To evaluated the accuracy and robustness of ImmuneApp, we performed cross validation on the training data sets. We found that ImmuneApp had high performance in both training set and independent dataset of quantitative binding affinity and mass-spectrometry eluted ligands. Moreover, we visualized the ligands and random peptides using UMAP method based on the feature representations uncovered at different network layers. The learned features turn into more and more discriminative along the layer hierarchy, with ligands and random peptides being mixed at the input layer without clear boundary, culminating with a clear separation in the output layer..

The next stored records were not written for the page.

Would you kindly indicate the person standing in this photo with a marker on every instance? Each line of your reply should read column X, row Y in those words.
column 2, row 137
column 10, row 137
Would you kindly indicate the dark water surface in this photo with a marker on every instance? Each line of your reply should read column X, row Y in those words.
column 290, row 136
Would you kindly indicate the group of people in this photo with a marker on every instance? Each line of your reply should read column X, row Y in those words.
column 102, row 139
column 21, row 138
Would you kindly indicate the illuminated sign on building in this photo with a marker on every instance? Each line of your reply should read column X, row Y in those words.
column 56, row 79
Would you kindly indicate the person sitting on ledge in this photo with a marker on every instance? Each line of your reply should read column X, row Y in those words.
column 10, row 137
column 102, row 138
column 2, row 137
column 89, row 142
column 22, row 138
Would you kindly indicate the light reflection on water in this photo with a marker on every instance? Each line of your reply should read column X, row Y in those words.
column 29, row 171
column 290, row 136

To assess the relevance of our approach in a clinical setting, we analyze melanoma-associated immunopeptidomics datasets. We found the deep learning model provides a lower-dimensional representation of peptides with a clear interpretation in terms of associated HLA type. And ImmuneApp accurately provide motif reconstruction and decomposition and other tasks.

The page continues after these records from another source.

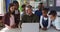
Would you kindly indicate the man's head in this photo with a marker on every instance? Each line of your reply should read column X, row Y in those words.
column 40, row 6
column 16, row 4
column 45, row 11
column 53, row 14
column 28, row 9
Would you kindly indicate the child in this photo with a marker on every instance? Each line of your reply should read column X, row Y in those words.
column 45, row 20
column 9, row 20
column 54, row 19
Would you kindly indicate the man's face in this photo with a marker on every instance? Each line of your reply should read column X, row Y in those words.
column 52, row 17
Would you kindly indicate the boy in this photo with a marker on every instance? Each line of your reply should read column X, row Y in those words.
column 54, row 19
column 45, row 20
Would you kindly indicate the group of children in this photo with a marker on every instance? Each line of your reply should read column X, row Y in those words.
column 49, row 19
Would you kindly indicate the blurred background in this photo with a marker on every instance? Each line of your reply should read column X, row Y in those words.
column 52, row 4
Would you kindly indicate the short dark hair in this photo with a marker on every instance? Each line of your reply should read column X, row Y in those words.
column 53, row 12
column 15, row 2
column 23, row 6
column 40, row 3
column 45, row 9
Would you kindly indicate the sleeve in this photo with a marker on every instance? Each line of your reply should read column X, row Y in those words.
column 41, row 22
column 49, row 23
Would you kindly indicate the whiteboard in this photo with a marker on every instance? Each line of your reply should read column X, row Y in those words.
column 30, row 27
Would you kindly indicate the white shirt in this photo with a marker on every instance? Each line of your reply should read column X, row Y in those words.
column 49, row 22
column 56, row 23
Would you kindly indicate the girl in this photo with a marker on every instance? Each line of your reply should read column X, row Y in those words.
column 45, row 20
column 54, row 19
column 9, row 20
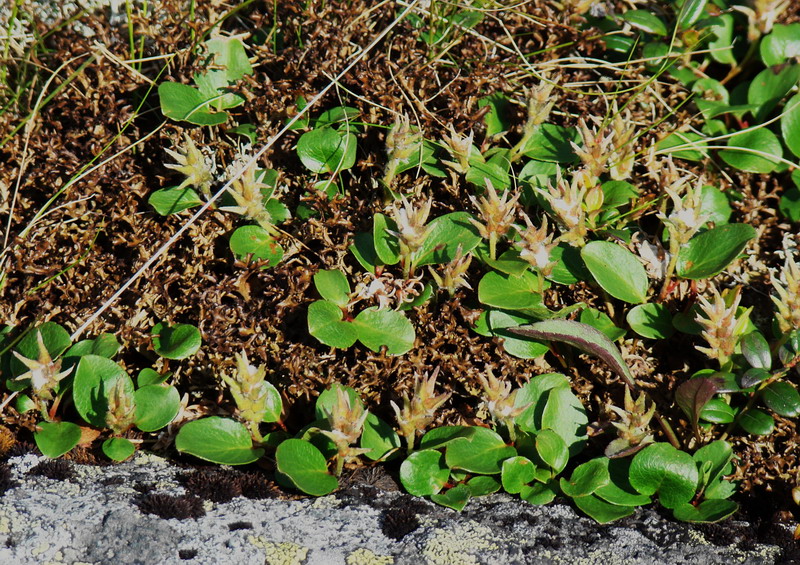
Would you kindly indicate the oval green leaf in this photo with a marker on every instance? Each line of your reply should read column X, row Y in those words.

1. Job identifier: Job identifier can be generated automatically or customized by the submitter. It is confidential to other users and can be used for job status monitoring and result retrieval.(See Results page).It is required.

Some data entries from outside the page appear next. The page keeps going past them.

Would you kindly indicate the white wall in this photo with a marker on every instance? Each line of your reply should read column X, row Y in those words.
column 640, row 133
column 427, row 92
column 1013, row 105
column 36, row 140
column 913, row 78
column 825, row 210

2. Input type: Provides two input formats, including the classic protein FASTA format and direct input of multiple peptides.
3. Input textarea: The user can directly copy the protein sequence or peptide data in the input box.
4. Peptide length(AAs): When the input method is Fasta format. The user needs to select one or more peptide lengths so that the server can construct a library of candidate antigen peptides.
   
5. HLA alleles: The ImmuneApp 1.0 server predicts peptides binding to more than 10,000 human MHC molecule. We constructed a classification tree of HLA. Users can quickly retrieve and submit candidate HLA alleles through the search box and tree map. Each submitted task is allowed to select up to 20 HLA alleles.
6. Operation buttons: Submit, reset the submission form, or access the example dataset.

1. Job identifier: Job identifier can be generated automatically or customized by the submitter. It is confidential to other users and can be used for job status monitoring and result retrieval.(See Results page).It is required.
2. Input textarea: The user can directly copy immunopeptidomic cohorts sample data in the input box.
3. Upload sample(s): The user can also upload immunopeptidomic cohorts sample to the server.
   
4. Sample info: The user needs to provide identification information for each sample.
5. HLA alleles: The ImmuneApp 1.0 server predicts peptides binding to more than 10,000 human MHC molecule. We constructed a classification tree of HLA. Users can quickly retrieve and submit candidate HLA alleles through the search box and tree map. Each submitted task is allowed to select up to 6 HLA alleles.
6. Operation buttons: Upload immunopeptidomic cohorts sample to the server by this button
7. loaded data: A list of immunopeptidomic cohorts uploaded by users for analysis.
8. Operation buttons: Submit, reset the submission form, or access the example dataset.